The MDs did not perform the acupuncture. Professional acupuncturists performed the treatment, and then independent researchers (again, not the MDs)
interviewed the patients after each treatment session. This is how a typical double-blind study is performed as a means of reducing investigator and
subject biases.
I doubt you are the only MD with that bias. It could be completely possible that the persons involved in that study share your bias. However, your
bias could be the cause of your inability to accept the idea of anything "mystical".
Again, please show me how the investigators bias would have affected this study, given that the MDs did not perform the acupuncture or interview the
patients. The only thing the MDs did was design the basic experiment and then collect/publish the data. They even mentioned in the conclusion that
chronic acupuncture use *might* be helpful, but they haven't studied it thoroughly enough for a long enough time frame, yet.
I would suggest that sham acupuncture does not determine "the effect of doing nothing". It seems that it might possibly determine "the effect of
doing something dangerous". Do you "ALWAYS" have to have a "negative" control, or can you just get away with a control group?
A control group IS a negative control.
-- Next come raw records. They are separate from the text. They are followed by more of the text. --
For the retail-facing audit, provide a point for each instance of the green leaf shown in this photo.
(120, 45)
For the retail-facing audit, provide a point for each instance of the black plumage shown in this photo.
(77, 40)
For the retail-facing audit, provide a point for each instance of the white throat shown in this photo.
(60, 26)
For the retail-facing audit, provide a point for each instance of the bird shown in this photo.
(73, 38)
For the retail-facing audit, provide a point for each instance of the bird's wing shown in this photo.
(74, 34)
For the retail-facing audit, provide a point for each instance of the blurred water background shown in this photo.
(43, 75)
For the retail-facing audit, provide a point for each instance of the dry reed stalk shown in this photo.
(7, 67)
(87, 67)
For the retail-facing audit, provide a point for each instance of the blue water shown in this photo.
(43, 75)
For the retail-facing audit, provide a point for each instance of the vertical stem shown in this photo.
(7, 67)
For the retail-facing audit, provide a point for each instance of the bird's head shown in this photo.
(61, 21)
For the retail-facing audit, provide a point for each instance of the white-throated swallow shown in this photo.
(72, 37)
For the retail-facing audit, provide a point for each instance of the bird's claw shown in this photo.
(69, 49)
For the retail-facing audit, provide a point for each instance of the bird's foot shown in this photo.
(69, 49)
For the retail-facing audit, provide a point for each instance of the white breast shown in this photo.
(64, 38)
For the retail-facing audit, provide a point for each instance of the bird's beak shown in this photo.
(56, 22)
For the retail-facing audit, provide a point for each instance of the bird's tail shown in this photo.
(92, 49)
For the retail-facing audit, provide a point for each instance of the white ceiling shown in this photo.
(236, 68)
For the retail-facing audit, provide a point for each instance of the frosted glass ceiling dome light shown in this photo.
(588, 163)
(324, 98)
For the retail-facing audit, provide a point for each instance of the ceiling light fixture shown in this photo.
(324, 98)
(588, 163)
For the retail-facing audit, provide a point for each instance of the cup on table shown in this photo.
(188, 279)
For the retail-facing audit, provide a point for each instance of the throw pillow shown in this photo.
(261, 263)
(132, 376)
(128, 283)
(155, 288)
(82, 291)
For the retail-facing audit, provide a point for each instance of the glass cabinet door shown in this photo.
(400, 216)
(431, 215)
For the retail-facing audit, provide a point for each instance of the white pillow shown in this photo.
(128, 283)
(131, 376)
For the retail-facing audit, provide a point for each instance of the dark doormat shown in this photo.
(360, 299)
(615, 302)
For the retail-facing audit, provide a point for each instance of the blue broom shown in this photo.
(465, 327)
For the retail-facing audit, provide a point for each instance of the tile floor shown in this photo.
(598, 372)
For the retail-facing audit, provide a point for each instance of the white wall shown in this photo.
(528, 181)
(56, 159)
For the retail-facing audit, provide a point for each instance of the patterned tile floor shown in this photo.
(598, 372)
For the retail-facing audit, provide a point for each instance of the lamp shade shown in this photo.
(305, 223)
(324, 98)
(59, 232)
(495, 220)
If I'm testing a drug in rats, I would give group 1 the experimental drug (experimental group), group 2 a
sugar pill or saline injection (control group, negative control), and if I wanted to be extra thorough, I would give group 3 a known successful agent
(control group, positive control).
The sham acupuncture was included to factor placebo effects out of the results of actual acupuncture. The idea is that if, say, 75% of people in the
actual acupuncture group reported pain relief, while 25% in the sham acupuncture group (which they wouldn't know was actually sham acupuncture)
reported pain relief, then you could ostensibly attribute 25% of the actual acupuncture's pain relief to placebo effect, meaning only an estimated
50% of actual acupuncture patients experienced pain relief attributable to acupuncture. Of course, in this study, the sham acupuncture group showed a
HIGHER rate of pain relief, which casts doubt on acupuncture having any effect other than the placebo effect.